PocketBase has built-in backups: Settings → Backups → Create new. The output is a zip containing the SQLite databases + the storage directory. Restore by uploading and clicking restore. Automate with the API or a cron-triggered admin-API call. For offsite, drop the resulting file into a restic job (see that tutorial).

SQLite + Litestream (see that tutorial) is the other path: continuous replication of the database to S3, point-in-time recovery, sub-second RPO.

Production deployment

# systemd unit
[Unit]
Description=PocketBase
After=network-online.target

[Service]
User=pb
Group=pb
WorkingDirectory=/var/lib/pocketbase
ExecStart=/usr/local/bin/pocketbase serve --http=127.0.0.1:8090
Restart=always

[Install]
WantedBy=multi-user.target
# Caddy
api.example.com {
    reverse_proxy 127.0.0.1:8090
}

Set --encryptionEnv=PB_ENCRYPT_KEY and define the env var to encrypt sensitive fields at rest.

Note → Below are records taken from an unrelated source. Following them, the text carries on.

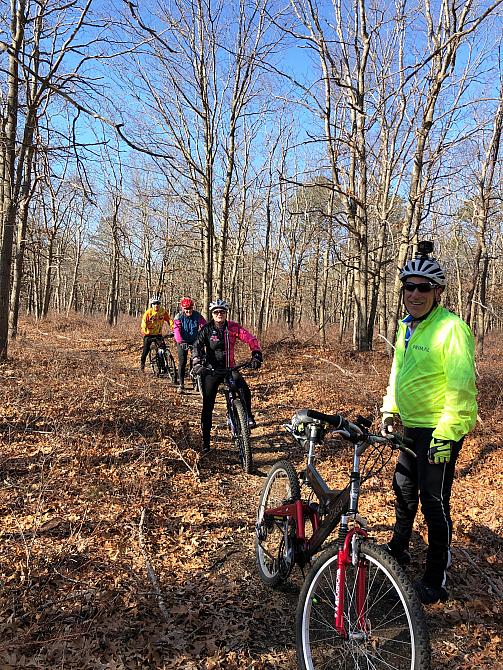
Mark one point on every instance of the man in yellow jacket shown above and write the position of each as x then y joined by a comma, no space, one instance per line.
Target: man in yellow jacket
432,388
151,327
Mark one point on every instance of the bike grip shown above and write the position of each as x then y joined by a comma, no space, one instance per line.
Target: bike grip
334,420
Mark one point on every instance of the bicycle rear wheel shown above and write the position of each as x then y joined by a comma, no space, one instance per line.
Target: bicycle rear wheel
274,556
394,635
242,435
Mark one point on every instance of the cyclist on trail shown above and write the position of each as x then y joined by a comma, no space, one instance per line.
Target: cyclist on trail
214,346
187,322
432,389
151,327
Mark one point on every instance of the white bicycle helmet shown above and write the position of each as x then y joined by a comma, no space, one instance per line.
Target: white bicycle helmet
424,266
219,304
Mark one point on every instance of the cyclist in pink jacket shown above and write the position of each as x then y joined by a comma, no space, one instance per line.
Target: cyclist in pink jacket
214,347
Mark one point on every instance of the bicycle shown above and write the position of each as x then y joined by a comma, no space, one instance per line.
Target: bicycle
161,359
194,378
237,415
357,608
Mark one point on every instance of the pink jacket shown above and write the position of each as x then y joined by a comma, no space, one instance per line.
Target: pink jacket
209,334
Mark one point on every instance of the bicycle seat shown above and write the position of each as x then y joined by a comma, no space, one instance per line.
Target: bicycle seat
313,416
303,416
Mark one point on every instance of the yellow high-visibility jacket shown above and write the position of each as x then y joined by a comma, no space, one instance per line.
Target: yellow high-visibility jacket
432,381
151,323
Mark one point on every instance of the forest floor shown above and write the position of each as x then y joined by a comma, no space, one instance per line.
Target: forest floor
104,507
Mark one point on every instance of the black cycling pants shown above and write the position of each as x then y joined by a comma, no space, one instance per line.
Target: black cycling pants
147,341
182,361
418,480
210,384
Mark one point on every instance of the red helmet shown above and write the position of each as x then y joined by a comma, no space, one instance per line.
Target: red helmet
186,303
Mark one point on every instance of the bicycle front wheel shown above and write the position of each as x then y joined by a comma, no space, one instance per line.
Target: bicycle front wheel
154,360
242,435
384,630
273,554
171,367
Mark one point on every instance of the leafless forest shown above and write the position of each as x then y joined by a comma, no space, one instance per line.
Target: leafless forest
287,156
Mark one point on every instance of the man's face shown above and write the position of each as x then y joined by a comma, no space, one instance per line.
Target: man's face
417,303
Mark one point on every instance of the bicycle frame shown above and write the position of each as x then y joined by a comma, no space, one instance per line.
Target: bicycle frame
334,508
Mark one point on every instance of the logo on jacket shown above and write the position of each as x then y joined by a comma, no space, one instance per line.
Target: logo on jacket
420,347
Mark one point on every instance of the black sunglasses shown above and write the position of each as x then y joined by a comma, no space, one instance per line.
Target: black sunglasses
424,287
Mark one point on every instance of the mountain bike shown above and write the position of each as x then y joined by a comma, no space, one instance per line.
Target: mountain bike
195,379
357,608
237,414
161,359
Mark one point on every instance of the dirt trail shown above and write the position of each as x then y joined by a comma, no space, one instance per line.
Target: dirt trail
97,491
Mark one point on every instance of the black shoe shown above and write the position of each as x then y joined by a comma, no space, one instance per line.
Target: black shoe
401,556
429,595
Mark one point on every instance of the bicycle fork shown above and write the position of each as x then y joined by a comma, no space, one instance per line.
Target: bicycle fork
348,554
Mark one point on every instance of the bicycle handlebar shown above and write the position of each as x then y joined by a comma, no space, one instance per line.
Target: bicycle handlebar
357,433
225,371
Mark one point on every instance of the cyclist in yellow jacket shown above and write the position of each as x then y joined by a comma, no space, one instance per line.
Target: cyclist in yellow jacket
432,389
151,327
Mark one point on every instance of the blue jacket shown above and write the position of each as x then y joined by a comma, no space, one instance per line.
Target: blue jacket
187,327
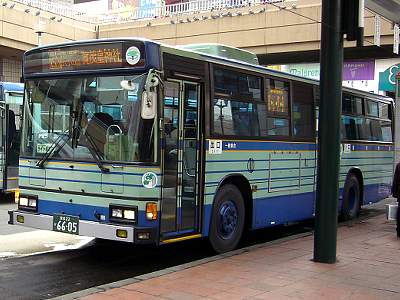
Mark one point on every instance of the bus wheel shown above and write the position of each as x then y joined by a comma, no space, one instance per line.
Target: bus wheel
351,198
227,221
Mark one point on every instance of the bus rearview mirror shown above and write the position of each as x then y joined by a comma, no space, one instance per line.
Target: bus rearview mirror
148,105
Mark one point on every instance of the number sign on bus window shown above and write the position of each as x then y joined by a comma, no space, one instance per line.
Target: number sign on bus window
277,97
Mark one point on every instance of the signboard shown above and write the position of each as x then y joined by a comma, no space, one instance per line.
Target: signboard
277,101
359,70
123,5
305,70
352,70
148,8
85,57
387,79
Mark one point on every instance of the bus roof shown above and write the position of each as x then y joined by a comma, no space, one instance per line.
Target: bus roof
191,53
12,87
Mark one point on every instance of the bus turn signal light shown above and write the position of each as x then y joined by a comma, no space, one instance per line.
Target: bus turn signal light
151,211
123,234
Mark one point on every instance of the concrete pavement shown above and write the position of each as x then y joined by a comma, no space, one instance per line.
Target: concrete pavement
368,268
18,240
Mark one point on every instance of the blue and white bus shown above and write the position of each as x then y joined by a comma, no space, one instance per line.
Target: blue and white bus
132,140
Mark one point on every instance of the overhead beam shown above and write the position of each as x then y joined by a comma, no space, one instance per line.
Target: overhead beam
389,9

When PocketBase is the wrong tool

  • SQLite is single-writer. For workloads with high concurrent write throughput (>500 writes/sec sustained), look at Postgres-backed alternatives.
  • For multi-region active-active, PocketBase isn't there — one node, one database. Pair with Litestream for offsite replication, not multi-master.
  • For complex relational queries with many joins / window functions, the JSON-API filter language gets restrictive. Hooks let you drop to raw SQL when needed, but at some point Postgres + PostgREST (see that tutorial) is the more honest choice.

For the sweet spot — one-developer SaaS, mobile-app backend, internal admin tool, small-team production app — PocketBase is the smallest tool that still gives you the right abstractions.